Ghost workers or salary scam is not only peculiar to the Nigerian federal ministries as has been widely reported in our regional, local and national newspapers, where 45,000 ghost workers were unearthed, but it does also exists in the state and local government levels of government. Most state government in addition to local government have at one time or the other discovered this condemnable act of salary racketeering.
To buttress this, thepointernewsonline.com of 21 February, 2013 on its editorial page reported that, “Yerima Ngama, Minister of State for Finance, announced to a shocked nation and an ever astonished world last week that a total of 45,000 ghost workers who earned over N100billion had been uncovered from about 251 ministries, directorates and agencies through the application of the Integrated Payroll Personnel Information System, IPPIS. It is instructive to note that staff audit of some 251 MDAs is yet to be effected”.
“Plateau State Government has announced the uncovering of 5,000 ghost workers on its pay roll. Interestingly, this includes a commissioner, expectedly sitting in the State Executive Council sessions with the State Governor, Jonah Jang. Kano State has also announced the uncovering of over 8,000 ghost workers, while Kebbi says 9,300 of such fictitious names have been uncovered from the nominal roll of its state work force”
Apart from the above revelations, we have also been treated to reports of how other state government across the country uncovered the hydra-head monster – ghost workers. But since the unearthing of the intractable ghost workers syndrome – another extension of corruption which has relentlessly plagued the Nigerian Civil Service the question is: have those who are linked or perceived to be involved in this retrogressive impunity been properly investigated, arraigned, and tried in a competent court, and if found guilty punished?
It is a well-known fact that there are people behind this act. Are they above the law, untouchable or sacred cows that nothing punitive has not been done to them just to set a discouraging example to others who might nurse the ill-idea of enriching themselves via salary scam (ghost workers syndrome)?

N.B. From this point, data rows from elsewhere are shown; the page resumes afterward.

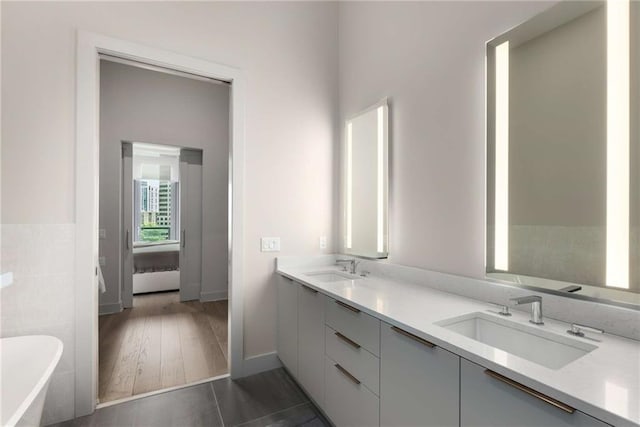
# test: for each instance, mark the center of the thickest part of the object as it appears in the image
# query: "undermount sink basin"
(332, 276)
(528, 342)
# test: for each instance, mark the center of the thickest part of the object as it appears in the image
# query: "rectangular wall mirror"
(563, 151)
(365, 183)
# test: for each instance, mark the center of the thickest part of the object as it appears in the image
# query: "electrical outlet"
(270, 244)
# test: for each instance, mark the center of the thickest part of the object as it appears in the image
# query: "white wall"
(141, 105)
(288, 53)
(428, 58)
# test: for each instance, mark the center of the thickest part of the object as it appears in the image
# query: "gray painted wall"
(148, 106)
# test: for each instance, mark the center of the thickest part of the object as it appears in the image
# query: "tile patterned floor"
(268, 399)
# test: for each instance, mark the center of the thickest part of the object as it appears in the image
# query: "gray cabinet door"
(126, 247)
(419, 384)
(287, 324)
(487, 401)
(311, 342)
(190, 224)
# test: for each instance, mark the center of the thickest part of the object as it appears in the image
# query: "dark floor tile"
(191, 406)
(256, 396)
(305, 415)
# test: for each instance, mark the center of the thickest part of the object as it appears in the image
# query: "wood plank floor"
(161, 343)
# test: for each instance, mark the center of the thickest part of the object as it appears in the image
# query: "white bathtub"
(26, 365)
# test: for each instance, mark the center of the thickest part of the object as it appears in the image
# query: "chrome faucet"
(352, 264)
(536, 307)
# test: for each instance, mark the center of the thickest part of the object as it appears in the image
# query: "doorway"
(89, 47)
(161, 261)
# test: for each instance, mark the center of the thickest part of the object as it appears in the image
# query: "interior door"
(126, 246)
(190, 224)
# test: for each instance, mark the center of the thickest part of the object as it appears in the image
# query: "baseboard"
(110, 308)
(214, 296)
(260, 363)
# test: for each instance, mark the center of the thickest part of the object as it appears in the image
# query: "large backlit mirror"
(365, 183)
(563, 153)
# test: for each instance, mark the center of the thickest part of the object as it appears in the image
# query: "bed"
(149, 257)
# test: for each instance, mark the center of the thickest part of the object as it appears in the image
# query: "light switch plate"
(270, 244)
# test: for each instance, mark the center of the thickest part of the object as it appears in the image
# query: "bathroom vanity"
(382, 350)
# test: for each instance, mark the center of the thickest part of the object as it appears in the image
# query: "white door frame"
(89, 46)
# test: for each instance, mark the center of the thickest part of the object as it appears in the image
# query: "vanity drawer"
(348, 403)
(354, 324)
(354, 358)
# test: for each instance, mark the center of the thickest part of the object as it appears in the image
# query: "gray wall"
(288, 53)
(148, 106)
(429, 59)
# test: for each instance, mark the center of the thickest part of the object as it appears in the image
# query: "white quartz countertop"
(604, 383)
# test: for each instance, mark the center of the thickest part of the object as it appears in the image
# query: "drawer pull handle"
(306, 288)
(347, 340)
(550, 400)
(347, 306)
(413, 337)
(347, 374)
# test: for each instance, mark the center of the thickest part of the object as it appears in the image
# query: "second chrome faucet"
(536, 307)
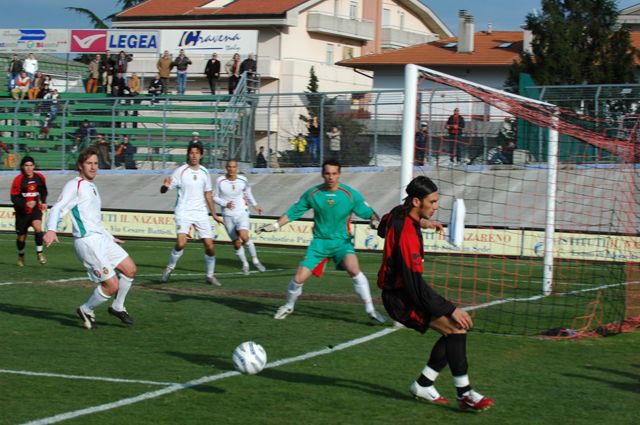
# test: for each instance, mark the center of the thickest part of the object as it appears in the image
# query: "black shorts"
(403, 310)
(23, 221)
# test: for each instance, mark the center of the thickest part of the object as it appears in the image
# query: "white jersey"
(237, 191)
(191, 185)
(81, 198)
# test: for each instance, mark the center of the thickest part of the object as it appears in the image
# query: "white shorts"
(202, 225)
(100, 255)
(233, 223)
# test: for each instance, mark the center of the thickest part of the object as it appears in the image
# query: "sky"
(502, 14)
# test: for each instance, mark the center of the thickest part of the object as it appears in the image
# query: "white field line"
(88, 378)
(206, 379)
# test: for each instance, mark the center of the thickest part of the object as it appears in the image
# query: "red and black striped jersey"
(24, 189)
(402, 263)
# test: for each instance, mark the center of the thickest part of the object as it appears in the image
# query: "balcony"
(394, 38)
(342, 26)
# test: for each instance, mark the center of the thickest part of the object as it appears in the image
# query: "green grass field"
(174, 365)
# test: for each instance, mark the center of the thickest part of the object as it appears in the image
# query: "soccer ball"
(249, 357)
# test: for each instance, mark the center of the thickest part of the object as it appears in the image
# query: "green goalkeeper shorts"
(320, 251)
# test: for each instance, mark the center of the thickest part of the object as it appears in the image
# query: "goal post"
(551, 241)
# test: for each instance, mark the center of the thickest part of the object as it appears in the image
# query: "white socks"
(361, 286)
(210, 262)
(98, 297)
(124, 284)
(175, 256)
(294, 290)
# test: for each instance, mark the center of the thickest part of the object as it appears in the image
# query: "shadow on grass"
(64, 319)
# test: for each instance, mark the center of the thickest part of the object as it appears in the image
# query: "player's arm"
(67, 200)
(212, 207)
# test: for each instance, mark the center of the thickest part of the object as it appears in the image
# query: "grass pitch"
(174, 365)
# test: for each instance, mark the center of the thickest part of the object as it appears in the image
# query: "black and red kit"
(24, 189)
(406, 296)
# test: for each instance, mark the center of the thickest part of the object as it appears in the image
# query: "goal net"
(551, 242)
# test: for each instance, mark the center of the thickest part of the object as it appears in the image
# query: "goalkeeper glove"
(272, 227)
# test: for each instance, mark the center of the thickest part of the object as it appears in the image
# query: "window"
(329, 58)
(353, 10)
(386, 17)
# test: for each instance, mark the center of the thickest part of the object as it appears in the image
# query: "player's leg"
(230, 225)
(37, 227)
(22, 226)
(182, 230)
(455, 344)
(128, 270)
(93, 252)
(294, 290)
(348, 260)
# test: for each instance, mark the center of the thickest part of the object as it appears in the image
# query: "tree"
(576, 42)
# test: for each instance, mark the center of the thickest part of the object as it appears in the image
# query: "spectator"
(156, 87)
(181, 63)
(261, 161)
(125, 153)
(233, 69)
(122, 63)
(104, 152)
(106, 71)
(94, 74)
(334, 137)
(422, 137)
(14, 69)
(299, 145)
(22, 86)
(164, 66)
(249, 66)
(30, 66)
(134, 85)
(314, 140)
(212, 71)
(118, 86)
(36, 86)
(3, 149)
(455, 128)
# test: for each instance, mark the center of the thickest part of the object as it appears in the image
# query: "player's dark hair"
(196, 145)
(333, 162)
(420, 187)
(84, 155)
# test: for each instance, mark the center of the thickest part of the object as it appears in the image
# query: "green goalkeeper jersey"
(332, 210)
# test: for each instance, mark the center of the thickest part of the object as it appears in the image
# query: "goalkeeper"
(410, 301)
(333, 204)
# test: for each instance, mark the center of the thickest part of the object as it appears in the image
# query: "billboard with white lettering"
(224, 42)
(34, 40)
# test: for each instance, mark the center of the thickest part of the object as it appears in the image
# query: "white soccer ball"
(249, 357)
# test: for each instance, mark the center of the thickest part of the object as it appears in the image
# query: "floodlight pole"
(408, 126)
(552, 185)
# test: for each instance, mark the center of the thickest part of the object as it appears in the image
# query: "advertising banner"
(34, 40)
(223, 42)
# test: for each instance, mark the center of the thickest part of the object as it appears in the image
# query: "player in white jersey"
(193, 183)
(233, 194)
(98, 250)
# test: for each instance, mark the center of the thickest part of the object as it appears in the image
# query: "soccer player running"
(99, 251)
(333, 204)
(29, 198)
(410, 301)
(193, 183)
(233, 194)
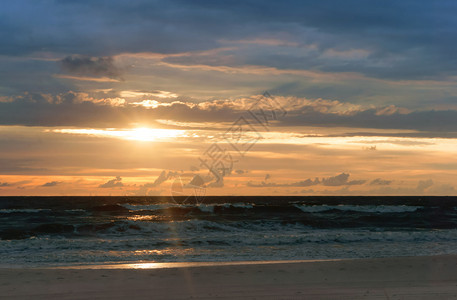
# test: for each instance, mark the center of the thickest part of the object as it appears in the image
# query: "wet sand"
(433, 277)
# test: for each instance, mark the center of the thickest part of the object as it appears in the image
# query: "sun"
(150, 134)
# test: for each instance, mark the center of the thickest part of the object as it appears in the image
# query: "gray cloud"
(77, 109)
(116, 182)
(82, 65)
(338, 180)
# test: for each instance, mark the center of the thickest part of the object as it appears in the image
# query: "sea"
(78, 231)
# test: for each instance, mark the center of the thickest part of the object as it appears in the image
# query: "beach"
(428, 277)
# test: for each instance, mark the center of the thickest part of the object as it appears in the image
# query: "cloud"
(164, 176)
(84, 66)
(379, 181)
(80, 109)
(116, 182)
(341, 179)
(51, 184)
(338, 180)
(422, 185)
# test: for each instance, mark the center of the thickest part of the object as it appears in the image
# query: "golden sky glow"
(134, 101)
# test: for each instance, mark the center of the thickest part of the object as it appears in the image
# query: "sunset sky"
(130, 97)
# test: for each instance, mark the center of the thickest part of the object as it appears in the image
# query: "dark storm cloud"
(90, 66)
(77, 109)
(404, 39)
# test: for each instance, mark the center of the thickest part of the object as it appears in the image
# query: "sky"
(248, 97)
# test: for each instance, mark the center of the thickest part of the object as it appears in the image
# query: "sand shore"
(433, 277)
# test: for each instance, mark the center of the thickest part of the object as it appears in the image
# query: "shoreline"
(421, 277)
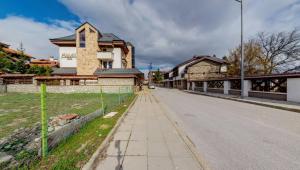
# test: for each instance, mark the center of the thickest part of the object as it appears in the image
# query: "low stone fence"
(215, 90)
(3, 88)
(57, 136)
(268, 95)
(200, 89)
(30, 88)
(234, 92)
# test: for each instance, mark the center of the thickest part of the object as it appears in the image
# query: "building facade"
(91, 57)
(88, 50)
(195, 69)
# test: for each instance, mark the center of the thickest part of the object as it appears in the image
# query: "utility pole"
(150, 73)
(242, 50)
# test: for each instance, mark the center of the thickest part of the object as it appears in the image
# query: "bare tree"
(251, 63)
(280, 51)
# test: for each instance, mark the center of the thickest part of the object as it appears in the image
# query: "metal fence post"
(44, 121)
(119, 96)
(102, 102)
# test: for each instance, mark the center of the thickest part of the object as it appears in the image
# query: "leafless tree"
(280, 51)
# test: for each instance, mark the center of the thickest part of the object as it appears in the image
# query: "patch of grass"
(23, 109)
(75, 151)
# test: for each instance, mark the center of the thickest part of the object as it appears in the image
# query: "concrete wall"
(129, 56)
(293, 89)
(67, 57)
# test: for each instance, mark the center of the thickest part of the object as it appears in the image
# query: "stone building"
(193, 70)
(89, 54)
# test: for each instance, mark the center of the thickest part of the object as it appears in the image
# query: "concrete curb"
(247, 101)
(90, 164)
(191, 146)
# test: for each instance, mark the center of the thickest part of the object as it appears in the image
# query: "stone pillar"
(68, 82)
(81, 82)
(205, 86)
(193, 86)
(226, 87)
(62, 82)
(247, 87)
(293, 89)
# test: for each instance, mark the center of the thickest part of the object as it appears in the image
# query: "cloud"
(170, 31)
(165, 32)
(34, 35)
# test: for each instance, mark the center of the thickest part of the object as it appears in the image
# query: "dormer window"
(82, 39)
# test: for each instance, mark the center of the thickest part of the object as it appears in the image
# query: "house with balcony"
(89, 56)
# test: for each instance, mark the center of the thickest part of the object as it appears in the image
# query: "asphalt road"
(234, 135)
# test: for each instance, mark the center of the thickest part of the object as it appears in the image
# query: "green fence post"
(44, 121)
(102, 102)
(119, 96)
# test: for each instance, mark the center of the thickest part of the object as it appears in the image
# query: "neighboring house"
(151, 76)
(12, 52)
(51, 62)
(194, 69)
(205, 67)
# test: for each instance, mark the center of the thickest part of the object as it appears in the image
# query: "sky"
(164, 32)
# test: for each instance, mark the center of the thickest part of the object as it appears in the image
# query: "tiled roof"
(64, 71)
(106, 37)
(118, 71)
(196, 58)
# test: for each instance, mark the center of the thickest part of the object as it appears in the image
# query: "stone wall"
(203, 70)
(57, 136)
(129, 57)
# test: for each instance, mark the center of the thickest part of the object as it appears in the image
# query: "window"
(82, 39)
(107, 64)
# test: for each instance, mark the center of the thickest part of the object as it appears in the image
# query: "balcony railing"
(105, 55)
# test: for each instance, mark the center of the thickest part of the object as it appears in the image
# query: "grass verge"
(76, 150)
(23, 109)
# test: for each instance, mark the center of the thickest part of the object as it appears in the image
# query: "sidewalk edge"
(247, 101)
(90, 164)
(191, 146)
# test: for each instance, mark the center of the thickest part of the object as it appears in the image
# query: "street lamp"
(242, 50)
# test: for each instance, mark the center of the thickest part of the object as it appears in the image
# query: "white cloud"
(167, 32)
(34, 35)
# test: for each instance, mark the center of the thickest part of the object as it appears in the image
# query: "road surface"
(234, 135)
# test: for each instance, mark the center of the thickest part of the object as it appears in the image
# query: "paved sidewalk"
(146, 139)
(284, 105)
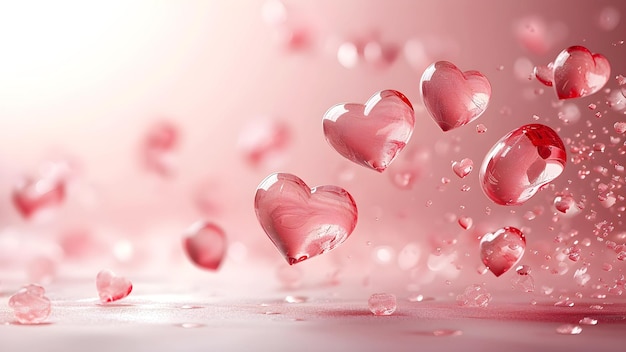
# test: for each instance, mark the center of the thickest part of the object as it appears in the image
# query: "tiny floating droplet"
(382, 303)
(588, 321)
(569, 329)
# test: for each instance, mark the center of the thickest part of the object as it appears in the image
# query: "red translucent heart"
(521, 162)
(205, 245)
(373, 134)
(33, 195)
(463, 168)
(579, 73)
(501, 250)
(454, 98)
(112, 287)
(303, 222)
(30, 305)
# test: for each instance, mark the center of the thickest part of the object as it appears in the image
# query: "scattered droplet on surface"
(382, 303)
(474, 296)
(112, 287)
(205, 245)
(501, 250)
(373, 134)
(190, 325)
(569, 329)
(454, 98)
(447, 332)
(289, 276)
(520, 163)
(588, 321)
(30, 305)
(296, 299)
(303, 222)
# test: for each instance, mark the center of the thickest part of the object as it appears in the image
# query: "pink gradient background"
(85, 82)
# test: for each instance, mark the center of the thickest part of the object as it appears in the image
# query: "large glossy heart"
(373, 134)
(303, 222)
(579, 73)
(454, 98)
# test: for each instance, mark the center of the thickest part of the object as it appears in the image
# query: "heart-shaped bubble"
(454, 98)
(205, 245)
(373, 134)
(579, 73)
(34, 195)
(30, 305)
(463, 168)
(521, 162)
(303, 222)
(501, 250)
(112, 287)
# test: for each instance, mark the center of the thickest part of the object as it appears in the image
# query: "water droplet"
(189, 306)
(609, 18)
(564, 302)
(588, 321)
(474, 296)
(296, 299)
(382, 303)
(520, 163)
(190, 325)
(569, 329)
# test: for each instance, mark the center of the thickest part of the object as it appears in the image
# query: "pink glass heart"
(465, 222)
(31, 196)
(112, 287)
(501, 250)
(579, 73)
(520, 163)
(454, 98)
(303, 222)
(205, 245)
(463, 168)
(30, 305)
(158, 148)
(373, 134)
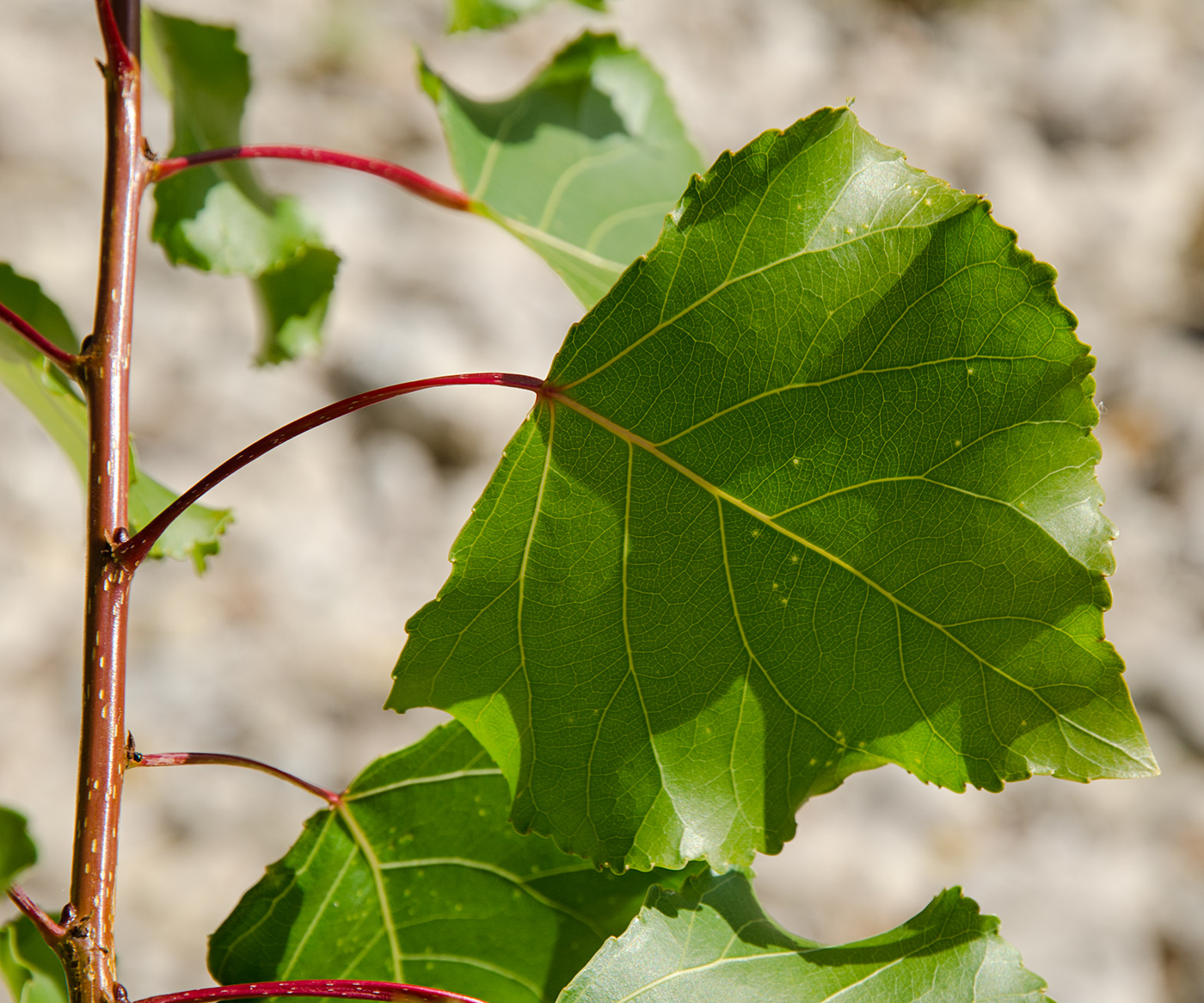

At this juncture, I call on the various tiers of government to relentlessly investigate, arrest and arraign those who are directly involved in this despicable act that has the goal of bringing global contempt, economic waste and underdevelopment to Nigeria. If such persons are found guilty, they should be sentence to life imprisonment, and not retirement. Whatever they must have purchased with the ill-gotten money should be confiscated and sold in order to recover the commiserate amount they fraudulently enriched themselves with through ghost workers syndrome. In addition, their bank accounts should be frozen.
Again, the federal, state and local government should contrive a better way of identifying and paying real civil servants to avoid paying ghost workers. If need be, they should go back to the days when manual payment of salaries by hand after such a worker’s identity must have been ascertained. Though this method may have its disadvantage or what do you think?